立ち寄りでも利用することができるのですが、たまたまスケジュールがあったので、宿泊で利用することにしました。建物は7階までありますが、フロントが3階で浴場は1階にあります。浴場前には鎧兜が飾られていたり、煌びやかな調度品などもあり、とても厳かな雰囲気がありました。脱衣所はとても広々とし、古めかしい温泉分析書や温泉の歴史について書かれた板などもありました。
温泉の歴史はそうとう古いようで、平安時代後期には知られていたようです。浴場に入ると、広い内湯にはいくつかの湯舟が並んでいました。湯舟といっても、ただ大きな湯舟が区切られているのではなく、円形の湯舟や浅い湯舟など、形状の異なる湯舟が並んでいました。それぞれ湯舟の上に「会津かぶり湯」などのように湯舟の説明もあります。どの湯舟もずいぶんと年季が入っているように感じます。
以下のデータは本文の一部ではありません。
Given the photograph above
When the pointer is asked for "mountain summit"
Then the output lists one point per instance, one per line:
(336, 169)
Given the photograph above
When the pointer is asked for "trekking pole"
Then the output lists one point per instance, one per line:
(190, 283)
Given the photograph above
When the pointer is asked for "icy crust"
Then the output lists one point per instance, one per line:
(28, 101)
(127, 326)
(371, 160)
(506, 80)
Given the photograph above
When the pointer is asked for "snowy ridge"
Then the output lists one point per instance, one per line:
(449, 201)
それというのも、床や湯舟そのものが赤茶色や焦げ茶色に変色しているからです。湯そものものはほとんど透明(一部の湯舟では青白く濁っているようにも見える)ですが、鉄分を多く含むそうで、温泉成分の堆積によるもののようです。また、浴室全体が油臭で充満しています。鉄分の臭いというよりも、石油系の油のような臭いです。とても個性的な臭いです。そんな独特な雰囲気のせいで、内湯全体が変色してとても不思議なムードを醸し出していました。
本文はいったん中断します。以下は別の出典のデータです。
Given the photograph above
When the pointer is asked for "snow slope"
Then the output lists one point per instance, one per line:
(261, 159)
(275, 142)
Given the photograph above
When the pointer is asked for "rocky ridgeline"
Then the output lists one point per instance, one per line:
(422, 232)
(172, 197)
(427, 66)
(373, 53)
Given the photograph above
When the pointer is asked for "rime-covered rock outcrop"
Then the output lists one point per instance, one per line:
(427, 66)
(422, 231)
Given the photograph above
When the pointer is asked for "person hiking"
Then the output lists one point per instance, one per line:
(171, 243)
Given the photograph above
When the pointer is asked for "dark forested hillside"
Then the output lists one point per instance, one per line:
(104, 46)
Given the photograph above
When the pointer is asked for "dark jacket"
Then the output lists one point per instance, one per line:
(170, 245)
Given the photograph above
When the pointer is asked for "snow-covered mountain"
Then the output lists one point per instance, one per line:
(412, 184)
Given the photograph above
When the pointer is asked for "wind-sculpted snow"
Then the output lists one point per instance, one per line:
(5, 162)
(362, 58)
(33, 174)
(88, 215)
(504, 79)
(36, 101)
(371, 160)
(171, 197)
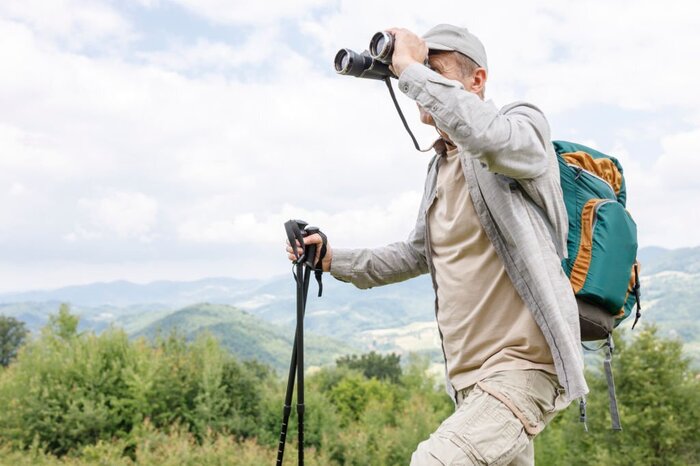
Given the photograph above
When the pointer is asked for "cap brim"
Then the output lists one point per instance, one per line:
(434, 46)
浴場の奥には露天風呂もありました。こちらは円形の木造湯舟で、「天授の湯」とあります。大人が5〜6名ほどゆったりと浸かれる大きなものです。谷間の川沿いにあるので、とても風情があります。露天を含めると9種類ぐらいあったのですかね。男湯は以上ですが、女湯も気になります。宿泊の場合、夜中の12時で男女が入れ替わるシステムとのことなのでもう一方の浴場も楽しむことができます。
ということで翌朝はもう一方の浴場に行ってみました。こちらはまただいぶタイプの違う浴場です。内湯はけっこう小ぢんまりとしていて、とてもシンプルです。こちらの浴場のウリは何と言っても露天風呂です。露天に出ると石階段があり、その先に岩風呂があるのです。石階段も民芸調の古めかしさが風情を出していて、岩風呂にぴったりマッチしていました。そしてさらに奥には大きな岩風呂があります。
こちらは川べりにあり、心地よい山の風を浴びながら入浴が可能です。内湯にくらべ、露天の湯は少しぬるめなので、ちょうどいい温度でした。また、露天は少し白濁もしていて、内湯とは少し印象の違う湯ですが、空気に触れることにより酸化した結果でしょう。緑豊かでとてもリラックスできる温泉ですが、冬場のスノーシーズンもきっと風情が増すことでしょう。